Ma il destino-carogna era dietro l’angolo. L’anno dopo raggiungeva la finale al challenger di Zagabria, ma i dolori al fianco si facevano sempre più insistenti. A un certo punto si è dovuto fermare. I test hanno dato un risultato tremendo: osteoartite avanzata. Per un problema del genere bisogna portare una protesi, altro che giocare a tennis. Ma lui non ha mollato. “Sono andato da sette medici diversi, ma mi hanno detto tutti la stessa cosa. Mi dovevo ritirare”. Ma la sorte ha voluto fargli incontrare Pompiliu Popescu, medico della nazionale di calcio, che gli ha consigliato una terapia a base di yoga, stretching e antinfiammatori. La passione ha avuto il sopravvento e pochi mesi dopo Victor era di nuovo in campo. Un’operazione agli occhi, necessaria per sistemare una vista così così, gli era sembrata una passeggiata. A quel punto si sentiva il padrone del mondo, capace di raggiungere qualsiasi obiettivo.

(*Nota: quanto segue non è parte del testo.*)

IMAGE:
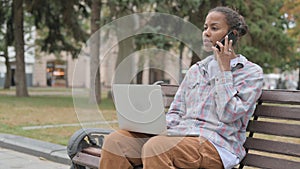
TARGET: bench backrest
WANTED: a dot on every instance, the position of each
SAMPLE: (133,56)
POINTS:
(274,131)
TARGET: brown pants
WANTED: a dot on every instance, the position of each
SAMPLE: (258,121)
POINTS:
(124,150)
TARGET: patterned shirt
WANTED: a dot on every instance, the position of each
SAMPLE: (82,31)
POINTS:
(217,108)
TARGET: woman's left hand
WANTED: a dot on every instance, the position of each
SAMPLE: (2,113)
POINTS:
(225,54)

Infatti giunse il momento più bello, con partite importanti contro Safin, Blake e Soderling. Fece secondo turno al Roland Garros e Wimbledon prima di raggiungere i quarti a Gstaad, miglior risultato in carriera. Salì al numero 75 ATP…ma si sentiva debole. Non capiva perché. “Gli dicevo che non era abituato a certi livelli – racconta il coach – invece si è sottoposto ad alcune analisi e gli hanno trovato la mononucleosi infettiva”. Ormai, più che “malattia del bacio”, dovranno chiamarla “malattia dei tennisti”. Riposo, e nel 2010 di nuovo in pista. Niente da fare. Dopo pochi tornei si è rotto il bicipite femorale, e a 28 anni non è più riuscito a risalire. Ma non si è arreso. La fiducia non c’era, ma la fede si. Fino al weekend di Cluj. Magari non tornerà tra i top 100-150 come si augura Munteanu, ma si è costruito il suo attimo di gloria. E ha trovato un modo – il più bello – per farsi ricordare tra 10, 20, 50 anni. L’uomo che salvò la Romania in Coppa Davis. E’ proprio vero: chi la dura la vince.